Full disclosure on the above photo is that I clipped the ends of the very bottom wingtips, and thus there was no "sky" beneath it either.  This, however, was probably my best Harrier shot to date (mostly because of the focus/catchlight on the eye, and angle of the bird which allowed for great look at the entire body) so I brought it into photoshop and did a little surgery.  As I continued down Dune Rd. I saw another Harrier perched on a post along Shinnecock Bay. I'd seen this once before last year, but was at quite a distance.  Northern Harriers rarely will perch on anything other than the ground, so to see it up and "exposed" like that is great.  The problem is there is a lot of vegetation in the way, and it's near impossible to get a decent photo of it, so I had no such luck.  Later in the afternoon, I was presented with the same situation, and again came up with nothing.  I did however spot the same Harrier moments before lounging around in the marsh (as they commonly do).  The focus isn't tack sharp, but it's the first photo I've gotten of this bird not in flight so I'll take it. Following this, I went down to the inlet which was eerily vacant of ANY birds.  I guess all of the interesting species that showed up later in the day were trying to make up for lost time. . .

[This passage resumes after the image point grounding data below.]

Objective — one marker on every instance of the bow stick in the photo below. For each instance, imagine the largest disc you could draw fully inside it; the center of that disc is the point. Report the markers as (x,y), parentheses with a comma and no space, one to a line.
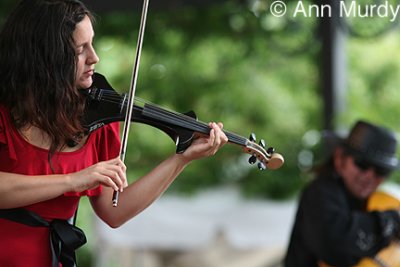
(131,94)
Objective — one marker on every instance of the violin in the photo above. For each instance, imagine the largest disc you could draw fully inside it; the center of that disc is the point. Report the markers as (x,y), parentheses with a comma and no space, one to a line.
(104,105)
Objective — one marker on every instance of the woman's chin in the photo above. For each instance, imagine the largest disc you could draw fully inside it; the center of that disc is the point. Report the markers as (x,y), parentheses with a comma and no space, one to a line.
(85,82)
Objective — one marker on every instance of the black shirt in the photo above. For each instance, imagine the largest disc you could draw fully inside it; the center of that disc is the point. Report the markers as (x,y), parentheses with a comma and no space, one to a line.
(333,226)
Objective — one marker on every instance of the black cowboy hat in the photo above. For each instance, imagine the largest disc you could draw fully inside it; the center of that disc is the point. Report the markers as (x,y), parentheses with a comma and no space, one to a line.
(374,144)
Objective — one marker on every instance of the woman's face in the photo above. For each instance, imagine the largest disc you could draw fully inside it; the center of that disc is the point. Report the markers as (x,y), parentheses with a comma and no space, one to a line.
(361,182)
(86,55)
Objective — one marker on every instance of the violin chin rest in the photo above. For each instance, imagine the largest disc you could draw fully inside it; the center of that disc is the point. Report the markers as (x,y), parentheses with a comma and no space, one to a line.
(275,162)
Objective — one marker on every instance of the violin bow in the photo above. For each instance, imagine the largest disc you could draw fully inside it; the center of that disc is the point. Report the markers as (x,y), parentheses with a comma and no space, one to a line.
(131,94)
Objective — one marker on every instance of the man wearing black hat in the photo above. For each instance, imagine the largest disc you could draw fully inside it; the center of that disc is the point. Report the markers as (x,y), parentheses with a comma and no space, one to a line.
(332,225)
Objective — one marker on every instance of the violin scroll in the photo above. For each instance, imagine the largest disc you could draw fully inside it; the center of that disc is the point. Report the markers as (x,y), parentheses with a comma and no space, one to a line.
(268,159)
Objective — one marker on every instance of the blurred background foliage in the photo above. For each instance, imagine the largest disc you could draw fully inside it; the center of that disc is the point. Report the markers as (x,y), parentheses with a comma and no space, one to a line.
(236,63)
(218,61)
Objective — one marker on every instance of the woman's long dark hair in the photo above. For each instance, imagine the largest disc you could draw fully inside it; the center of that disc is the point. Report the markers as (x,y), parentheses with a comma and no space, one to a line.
(38,68)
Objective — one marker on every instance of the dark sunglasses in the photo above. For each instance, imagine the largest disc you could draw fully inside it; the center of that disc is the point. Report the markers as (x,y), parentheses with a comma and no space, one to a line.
(365,165)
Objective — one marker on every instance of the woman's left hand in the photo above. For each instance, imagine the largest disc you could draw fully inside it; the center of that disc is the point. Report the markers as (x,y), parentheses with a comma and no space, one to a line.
(207,145)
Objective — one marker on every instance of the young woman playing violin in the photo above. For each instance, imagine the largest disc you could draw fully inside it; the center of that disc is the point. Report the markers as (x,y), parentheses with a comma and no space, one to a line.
(46,56)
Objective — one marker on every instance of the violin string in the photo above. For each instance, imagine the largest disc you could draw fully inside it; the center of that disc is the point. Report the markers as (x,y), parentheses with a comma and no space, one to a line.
(170,116)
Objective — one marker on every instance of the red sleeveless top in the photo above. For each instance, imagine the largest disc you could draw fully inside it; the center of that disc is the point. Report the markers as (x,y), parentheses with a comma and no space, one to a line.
(22,245)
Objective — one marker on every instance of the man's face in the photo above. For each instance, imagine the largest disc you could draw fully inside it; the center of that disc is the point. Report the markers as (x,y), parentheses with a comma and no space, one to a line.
(361,179)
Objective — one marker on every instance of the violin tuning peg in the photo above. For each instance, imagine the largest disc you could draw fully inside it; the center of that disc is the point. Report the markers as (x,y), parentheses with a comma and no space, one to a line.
(252,137)
(261,166)
(252,159)
(262,143)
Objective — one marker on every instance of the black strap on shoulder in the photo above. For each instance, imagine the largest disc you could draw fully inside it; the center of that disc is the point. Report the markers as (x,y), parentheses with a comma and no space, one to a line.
(64,237)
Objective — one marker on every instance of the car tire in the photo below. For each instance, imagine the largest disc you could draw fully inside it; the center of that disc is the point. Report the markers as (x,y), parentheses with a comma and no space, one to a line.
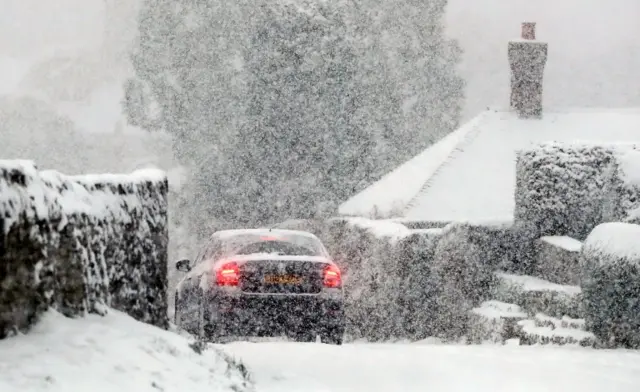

(Elusive) American Kestrel:
 As I made my way to North Sea, I thought I'd take a chance to see if I could spot the American Kestrel I had photographed a few weeks ago at the Shinnecock Hills Golf Course.  As I drove up the hill past the famous clubhouse, I looked at a pitch pine tree to the east, at the end of a gravel parking lot and thought I saw an unusual shape at the end of a dead branch (I had seen the Kestrel briefly perched here last time) and as I drove by I thought I better turn around and take a closer look.  Well, as I pulled into the driveway I saw the Kestrel leave its perch and hover briefly looking for prey below, before flying south out of sight.  I continued on my North Sea/Watermill foray which yielded some Black-Crowned Night Herons perched in an eastern red cedar tree at the headwaters of Conscience Point (seen below) but came up with nothing of particular interest.  On the way back I wanted to try again for the Kestrel.  Once I got into the gravel parking lot I saw it was not there and figured it was long gone.  As I drove back south toward County Rd. 39, out of the corner of my eye I saw the Kestrel perched in a tree right next to the road and I quickly turned into the service entrance to the golf course.  After I turned around I couldn't find the bird - it had flown off again.  Not only had I driven past it when I entered the course, but it flew off within the second it took me to turn around.  This is quickly turning into one of those situations where the photographer is always 1 step behind his/her nemisis bird.  At least I know where to look next time. . .

Dune Rd., Take II:
After heading home and looking at my photos for the morning, I couldn't sit inside and waste away the sunshine and (relatively) warm weather, especially with the forecast of rain over the next few days.  So, back in my car I was, headed for Dune Rd. with the promise of Harriers, Bitterns and who knows what else.  Sadly, the Bittern had been replaced by a Great Blue Heron, which attracted several (idiot) photographers who were SO excited they couldn't even pull off the road and were essentially sitting ducks.  Whenever I am photographing from my car along Dune Rd. (or any other road) I make sure I have my flashers on, that I'm pulled well off the road, and that I'm not interfering with anyone or anything - if only others could follow my lead.  As I continued east, I kept an eye out for the Peregrine I had seen earlier in the week, along with the Clapper Rails.  One of the rails was cooperative and was out feeding in the fading winter sunlight paying no attention to me.  It was incredible to watch this bird wade through the icy cold water, weaving in and out of the marsh grasses and finding some prey (a mud crab, seen below:)

As I continued, I spotted some more Harriers, as noted above, and found one perched on the ground that let me get some half decent flight shots as it flew toward the setting sun.  Another good day.